Matt Lucas really shone as Nardole this week. Nardole has been the highlight of the series overall so far so seeing the Doctor and Nardole really have a chance to play off each other without Bill around was really welcome. It’s just a shame that it took right until the end of the series for it to happen. I live and hope for a whole series of Big Finish audio stories of just the Doctor and Nardole bouncing off each other. Capaldi and Matt Lucas have incredible chemistry and it’s slightly saddening we only got one series of it.
A major reason why The Eaters of Light worked so well was perhaps because of how traditional it felt. While this may be down to Munro having written for the Classic Series, it elevated the material incredibly well. It was one of those rare episodes where Doctor Who is quintessential Doctor Who. An episode that perfectly sticks to the established clichés of what we expect from a “filler” episode, but never lets them hold it back. Rona Munro has crafted one of the strongest episodes of the season. As the last “filler” episode for quite a while, Munro’s latest episode is a resounding triumph. Here’s hoping it isn’t her last.
Trivia and Speculation:
With Missy’s appearance in this episode, both stories Rona Munro has penned for the show have featured the Master; with Anthony Ainley’s incarnation of the Time Lord appearing as the main antagonist of her earlier story Survival.
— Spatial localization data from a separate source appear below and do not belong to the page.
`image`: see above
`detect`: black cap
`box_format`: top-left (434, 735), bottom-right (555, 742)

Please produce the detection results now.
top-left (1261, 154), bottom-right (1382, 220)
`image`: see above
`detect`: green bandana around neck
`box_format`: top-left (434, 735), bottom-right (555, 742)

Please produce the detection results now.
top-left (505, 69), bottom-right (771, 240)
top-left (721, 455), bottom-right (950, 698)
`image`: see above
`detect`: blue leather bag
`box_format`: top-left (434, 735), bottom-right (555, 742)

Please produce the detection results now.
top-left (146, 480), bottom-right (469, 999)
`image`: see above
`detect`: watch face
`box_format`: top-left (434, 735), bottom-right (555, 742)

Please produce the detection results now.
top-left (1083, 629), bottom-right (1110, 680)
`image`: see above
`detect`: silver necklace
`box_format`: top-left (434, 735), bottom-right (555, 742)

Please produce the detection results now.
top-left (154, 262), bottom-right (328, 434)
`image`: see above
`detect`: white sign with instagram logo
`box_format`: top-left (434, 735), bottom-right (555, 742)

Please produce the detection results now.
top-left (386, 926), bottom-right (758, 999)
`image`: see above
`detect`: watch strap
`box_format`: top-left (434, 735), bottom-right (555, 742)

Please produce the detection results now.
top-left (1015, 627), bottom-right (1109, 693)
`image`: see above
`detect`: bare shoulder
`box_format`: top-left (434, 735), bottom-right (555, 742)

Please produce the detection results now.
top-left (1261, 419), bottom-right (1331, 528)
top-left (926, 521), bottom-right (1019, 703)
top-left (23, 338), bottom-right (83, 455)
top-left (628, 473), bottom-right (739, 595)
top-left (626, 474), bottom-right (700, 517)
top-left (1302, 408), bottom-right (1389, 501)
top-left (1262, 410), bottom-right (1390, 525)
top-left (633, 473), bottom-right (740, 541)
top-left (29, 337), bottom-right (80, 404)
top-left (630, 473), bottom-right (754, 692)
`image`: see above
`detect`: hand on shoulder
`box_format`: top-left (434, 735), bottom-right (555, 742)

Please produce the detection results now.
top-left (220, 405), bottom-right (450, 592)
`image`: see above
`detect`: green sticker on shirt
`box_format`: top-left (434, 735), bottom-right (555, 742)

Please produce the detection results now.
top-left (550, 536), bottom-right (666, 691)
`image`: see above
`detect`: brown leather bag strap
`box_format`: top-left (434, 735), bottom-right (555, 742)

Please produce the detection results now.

It perhaps fitting that an episode set in Scotland would be Scottish actor Peter Capaldi’s final “average” episode of the show. Previous episodes set in Scotland include 2006’s Tooth and Claw (which according to rumours was only set in the country to allow David Tennant to use his native Scottish accent), 2015’s Under the Lake/Before the Flood, 1967’s The Highlanders and 1975’s Terror of the Zygons. Peter Capaldi is the third Scottish actor to portray the Doctor; Sylvester McCoy and David Tennant both hail from Scotland. The Doctor has had various companions from Scotland including the Second Doctor’s companion Jamie McCrimmon and the Eleventh Doctor’s companion Amy Pond, played by Scottish actress Karen Gillian. Neve McIntosh, the actress behind Silurian detective Madame Vastra, also comes from Scotland.
The episode marks another appearance by Romans. Romans have been seen in many episodes across the show’s history; more recently in 2008’s The Fires of Pompeii and 2010’s The Pandorica Opens. In a pure coincidence, The Eaters of Light aired on the birthday of actor Arthur Darvill, who played companion Rory Williams from 2010 to 2012. Rory was memorably erased from time in his debut series and would later reappear as a Roman Centurion in The Pandorica Opens. Rory would don his Roman armour in two later episodes; A Christmas Carol and A Good Man Goes to War and it is considered his iconic outfit. It is a fun coincidence then that the episode featuring an appearance by Romans would air on Darvill’s birthday. An even more interesting coincidence that the episode would see a Roman soldier form a close bond with a Scottish redhead, since Darvill’s on-screen wife in Doctor Who was none other than Scottish redhead Amy Pond. It gets even more interesting still as Rory and Lucius have both spent thousands of years guarding a prison of sorts; Rory guarding the Pandorica and Lucius guarding the gateway to the Eater’s dimension.
Rona Munro’s first Doctor Who episode, Survival, originally aired in 1989. Rona Munro’s return to Doctor Who in 2017 is the longest gap between episodes of the show penned by the same writer with a remarkable 28 years!
The ending scene of this episode implies Missy’s Heel-Face turn is genuine, but the Doctor isn’t too sure. Could we be in for the Doctor not trusting Missy and this sending her back down the path of darkness?